TA Sector Research

Farm Fresh Berhad - A Mild Slump, Anticipate Better 2Q

sectoranalyst
Publish date: Fri, 01 Sep 2023, 09:45 AM

Review

  • After stripping off the one-off gain from derivative instruments and other extraordinary items, Farm Fresh Bhd’s (FFB) 1QFY24 core earnings of RM3.3mn (-82.7% YoY) accounting for only 4% of ours and consensus’ full-year forecasts. We deemed it within our expectations as we anticipated a turnaround from 2QFY24 onwards.
  • No dividend was declared for the quarter under review.
  • YoY, 1QFY24’s revenue leapt by 28.8% as driven by higher contribution from Australia and growing demand from HORECA (Hotel, Restaurant, and Cafe) distribution channels coupled with new launched products’ contributions in Malaysia. Despite the revenue growth, the group adj. EBIT was down by 69.5%, largely underpinned by: (i) lower Australian production to diminish the high-cost inventories in anticipation of easing dairy costs from July 2023 onwards, (ii) persistent high input costs from prior procurement in Malaysia, and (iii) higher marketing cost.
  • QoQ, the first quarter’s revenue rose 14.9%, thanks to the same abovementioned reason. Nonetheless, the group adj. EBIT declined 42.9%, owing to higher distribution cost and admin expenses stemming from the increased headcount post-acquisition of Inside Scoop and office expenses as well as the depreciation cost.

Briefing Highlights

  • FFB has implemented strategic measures to reduce high-cost inventory by July 2023, expecting improved cost efficiency in the following financial quarter. Malaysia's operational GP margin stabilized at c.20% in 1QFY24 compared to 4QFY24, with further enhancements anticipated due to decreasing whole milk powder (WMP) and ex-farmgate milk prices. Over the past three quarters, WMP costs, comprising 45% of raw milk ingredient expenses, averaged c.USD3,800/MT with a 4-5 month delivery timeframe. Recent declines in WMP costs to around USD3,000/MT as of end-April are projected to positively impact operations starting in August according to our forecast.
  • As for Australian facility, the company reported a significant reduction in utilization rates in May and June, which led to increased costs per litre due to the aforementioned measures. However, operations have since improved and almost returned to normal levels in July and August. Consequently, we anticipate that earnings from the Australian facility will normalize in the next quarter, benefiting from lower Australian exfarmgate milk prices and reduced feed costs.
  • FFB's ongoing regional expansion in the Philippines is set to continue with plans for a commercial trial scheduled by end-September 2023 before the submission of product registration.

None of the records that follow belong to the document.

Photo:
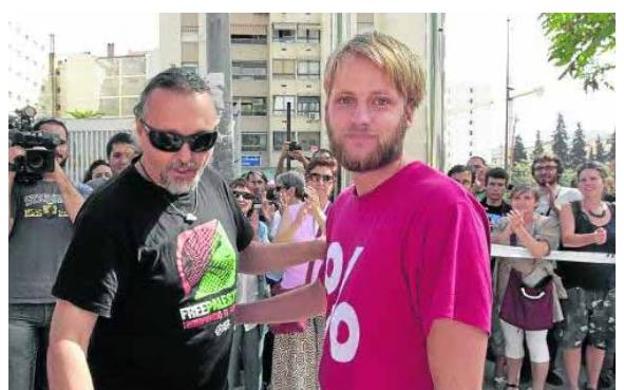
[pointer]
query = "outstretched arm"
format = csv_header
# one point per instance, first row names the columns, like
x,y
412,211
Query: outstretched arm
x,y
260,258
304,302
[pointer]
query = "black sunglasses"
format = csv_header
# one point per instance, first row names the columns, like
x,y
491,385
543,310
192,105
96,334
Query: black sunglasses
x,y
168,141
319,177
245,195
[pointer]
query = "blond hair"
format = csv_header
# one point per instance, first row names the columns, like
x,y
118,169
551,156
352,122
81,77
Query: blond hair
x,y
397,60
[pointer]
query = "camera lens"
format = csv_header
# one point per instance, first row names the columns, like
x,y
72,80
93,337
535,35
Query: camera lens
x,y
35,161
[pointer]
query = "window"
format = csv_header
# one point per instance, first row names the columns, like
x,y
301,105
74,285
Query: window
x,y
309,33
309,106
109,106
132,85
253,142
249,70
309,69
284,32
284,68
279,104
190,51
189,66
279,137
133,66
252,105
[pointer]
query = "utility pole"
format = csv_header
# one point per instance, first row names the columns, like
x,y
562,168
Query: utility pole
x,y
507,103
219,63
53,80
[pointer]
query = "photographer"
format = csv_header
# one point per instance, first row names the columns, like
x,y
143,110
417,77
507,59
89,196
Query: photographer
x,y
41,215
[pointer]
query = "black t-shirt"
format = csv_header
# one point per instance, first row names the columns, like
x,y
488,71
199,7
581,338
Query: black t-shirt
x,y
589,275
163,289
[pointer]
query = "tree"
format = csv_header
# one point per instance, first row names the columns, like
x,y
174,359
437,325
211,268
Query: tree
x,y
578,154
84,114
538,148
581,42
601,153
611,142
560,141
519,153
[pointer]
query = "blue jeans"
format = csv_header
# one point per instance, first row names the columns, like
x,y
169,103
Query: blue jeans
x,y
29,325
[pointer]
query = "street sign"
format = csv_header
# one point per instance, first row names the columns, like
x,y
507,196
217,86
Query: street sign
x,y
250,161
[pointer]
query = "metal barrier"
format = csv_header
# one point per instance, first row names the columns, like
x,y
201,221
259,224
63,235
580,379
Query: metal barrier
x,y
517,252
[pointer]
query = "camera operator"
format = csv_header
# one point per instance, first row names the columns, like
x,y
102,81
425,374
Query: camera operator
x,y
41,217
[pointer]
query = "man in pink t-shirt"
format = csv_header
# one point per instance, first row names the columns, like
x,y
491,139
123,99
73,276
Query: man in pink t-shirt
x,y
406,284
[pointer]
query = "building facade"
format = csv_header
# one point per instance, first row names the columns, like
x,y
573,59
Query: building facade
x,y
279,58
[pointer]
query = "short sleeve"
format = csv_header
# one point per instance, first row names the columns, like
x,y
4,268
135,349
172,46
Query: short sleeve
x,y
95,267
452,273
547,229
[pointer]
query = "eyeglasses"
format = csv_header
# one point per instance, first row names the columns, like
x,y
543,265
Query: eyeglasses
x,y
245,195
168,141
319,177
545,167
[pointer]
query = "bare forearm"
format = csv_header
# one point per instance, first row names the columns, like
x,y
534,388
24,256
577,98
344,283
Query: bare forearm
x,y
537,248
456,355
262,258
67,367
71,197
301,303
578,240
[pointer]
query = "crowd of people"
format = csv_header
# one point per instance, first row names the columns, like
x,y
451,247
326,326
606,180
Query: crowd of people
x,y
543,217
156,273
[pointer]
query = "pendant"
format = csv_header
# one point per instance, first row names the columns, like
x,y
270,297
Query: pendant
x,y
190,218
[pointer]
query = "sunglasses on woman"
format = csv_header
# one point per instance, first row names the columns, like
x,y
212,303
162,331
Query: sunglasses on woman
x,y
245,195
319,177
168,141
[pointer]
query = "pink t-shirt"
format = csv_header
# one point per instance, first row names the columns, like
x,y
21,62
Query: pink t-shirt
x,y
413,250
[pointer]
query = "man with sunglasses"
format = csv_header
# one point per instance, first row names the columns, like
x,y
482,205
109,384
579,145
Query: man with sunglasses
x,y
148,283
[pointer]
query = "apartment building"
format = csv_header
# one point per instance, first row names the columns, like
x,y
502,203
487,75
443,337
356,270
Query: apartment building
x,y
279,58
27,65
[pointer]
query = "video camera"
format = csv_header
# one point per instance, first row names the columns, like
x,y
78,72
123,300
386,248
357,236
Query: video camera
x,y
293,145
39,146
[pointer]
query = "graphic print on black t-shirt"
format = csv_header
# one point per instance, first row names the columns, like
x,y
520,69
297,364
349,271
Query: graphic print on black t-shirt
x,y
206,263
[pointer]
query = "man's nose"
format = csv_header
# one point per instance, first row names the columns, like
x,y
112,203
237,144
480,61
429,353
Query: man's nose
x,y
184,154
362,114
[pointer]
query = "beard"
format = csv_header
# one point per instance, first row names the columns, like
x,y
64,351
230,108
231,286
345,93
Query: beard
x,y
178,187
387,150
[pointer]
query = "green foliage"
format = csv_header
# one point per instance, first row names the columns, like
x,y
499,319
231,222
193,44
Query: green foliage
x,y
560,141
538,148
601,153
611,142
519,153
521,173
578,43
578,154
84,114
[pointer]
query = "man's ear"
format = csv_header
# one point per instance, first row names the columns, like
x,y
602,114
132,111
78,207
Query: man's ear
x,y
408,113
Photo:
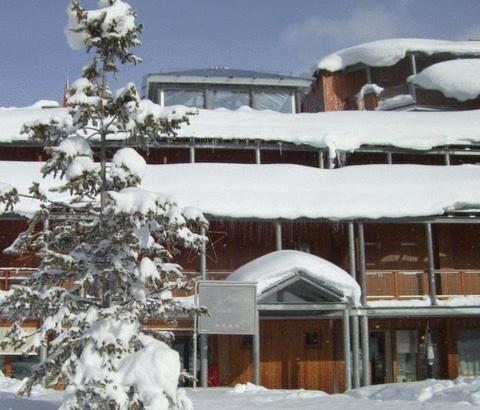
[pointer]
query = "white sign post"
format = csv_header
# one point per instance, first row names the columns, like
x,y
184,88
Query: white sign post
x,y
232,310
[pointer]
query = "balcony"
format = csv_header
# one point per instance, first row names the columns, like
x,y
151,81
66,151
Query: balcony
x,y
414,284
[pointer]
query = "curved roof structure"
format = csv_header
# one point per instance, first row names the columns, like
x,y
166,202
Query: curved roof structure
x,y
225,75
270,270
459,79
384,53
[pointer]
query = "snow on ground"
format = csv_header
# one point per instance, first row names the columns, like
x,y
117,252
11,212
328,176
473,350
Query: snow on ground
x,y
385,53
341,130
463,393
275,267
452,301
459,79
292,191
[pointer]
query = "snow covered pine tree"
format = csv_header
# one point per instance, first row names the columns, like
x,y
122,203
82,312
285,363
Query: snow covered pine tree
x,y
106,250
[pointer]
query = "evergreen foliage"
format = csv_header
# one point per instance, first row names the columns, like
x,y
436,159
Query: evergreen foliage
x,y
105,254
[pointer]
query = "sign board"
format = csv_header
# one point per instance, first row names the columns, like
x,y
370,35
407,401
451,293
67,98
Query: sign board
x,y
232,308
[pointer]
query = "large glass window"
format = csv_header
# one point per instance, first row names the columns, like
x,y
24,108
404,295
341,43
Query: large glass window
x,y
273,100
468,352
188,97
231,99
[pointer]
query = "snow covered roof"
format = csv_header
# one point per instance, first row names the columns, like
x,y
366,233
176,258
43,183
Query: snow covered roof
x,y
384,53
341,130
459,79
294,191
276,267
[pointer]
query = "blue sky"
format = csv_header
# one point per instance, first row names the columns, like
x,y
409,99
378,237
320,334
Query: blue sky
x,y
287,36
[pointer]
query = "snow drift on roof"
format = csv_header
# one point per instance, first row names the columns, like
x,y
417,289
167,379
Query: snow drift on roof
x,y
342,130
273,268
294,191
384,53
459,79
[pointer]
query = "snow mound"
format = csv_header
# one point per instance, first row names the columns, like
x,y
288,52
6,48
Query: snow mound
x,y
385,53
275,267
459,79
247,387
154,371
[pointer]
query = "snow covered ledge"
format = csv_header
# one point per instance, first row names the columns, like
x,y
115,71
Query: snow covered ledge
x,y
284,270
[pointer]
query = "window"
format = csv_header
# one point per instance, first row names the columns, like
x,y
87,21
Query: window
x,y
188,97
468,352
231,99
312,339
406,342
273,100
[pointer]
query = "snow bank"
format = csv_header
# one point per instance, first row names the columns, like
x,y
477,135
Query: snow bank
x,y
459,79
275,267
459,394
154,371
291,191
384,53
341,130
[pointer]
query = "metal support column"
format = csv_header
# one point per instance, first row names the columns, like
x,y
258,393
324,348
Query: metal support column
x,y
368,73
364,319
413,66
355,352
321,159
361,255
389,158
43,356
256,351
346,349
203,338
278,236
431,265
192,154
354,319
258,155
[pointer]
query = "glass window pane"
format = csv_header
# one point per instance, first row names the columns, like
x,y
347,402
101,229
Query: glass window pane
x,y
468,353
231,99
273,100
190,98
406,342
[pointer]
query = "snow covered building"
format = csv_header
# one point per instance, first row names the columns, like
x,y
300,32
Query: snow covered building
x,y
221,87
390,197
388,75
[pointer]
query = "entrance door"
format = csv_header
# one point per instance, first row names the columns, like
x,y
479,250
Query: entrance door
x,y
381,357
298,354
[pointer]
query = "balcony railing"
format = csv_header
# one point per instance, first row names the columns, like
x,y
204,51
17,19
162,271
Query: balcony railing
x,y
414,284
381,284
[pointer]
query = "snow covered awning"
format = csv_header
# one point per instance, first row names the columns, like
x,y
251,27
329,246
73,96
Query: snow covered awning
x,y
300,276
283,191
385,53
459,79
342,130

All in, this operation is poised to kickstart in the 4QFY24, focusing primarily on the Metro Manila area with a targeted customer base in the HORECA and retail sectors.
  • There will be no price adjustment for FFB’s product in FY24.

Impact

  • We trim down our FY24-26F earnings outlook by 16.2%/8.2%/4.6% respectively, to reflect higher administrative expenses post-acquisition of Inside Scoop.

Outlook

  • Going forward, we expect robust demand for dairy products due to the domestic economic recovery, evidenced by strong revenue growth in 1QFY24. The new UHT packaging line with faster processing will help capture the growing market demand which supported by ongoing marketing efforts and the peer influence stemming from the school milk program (PSS).
  • On the flipside, the margin recovery is expected to commence from 2QFY24 onwards, backed by the following: (i) lower Australian exfarmgate price, (ii) decline in WMP costs, and (iii) easing in feed expenses.

Valuation

  • We maintain Buy with a lower target price to RM1.53/share (previously RM1.70/share) based on 28x CY24 EPS.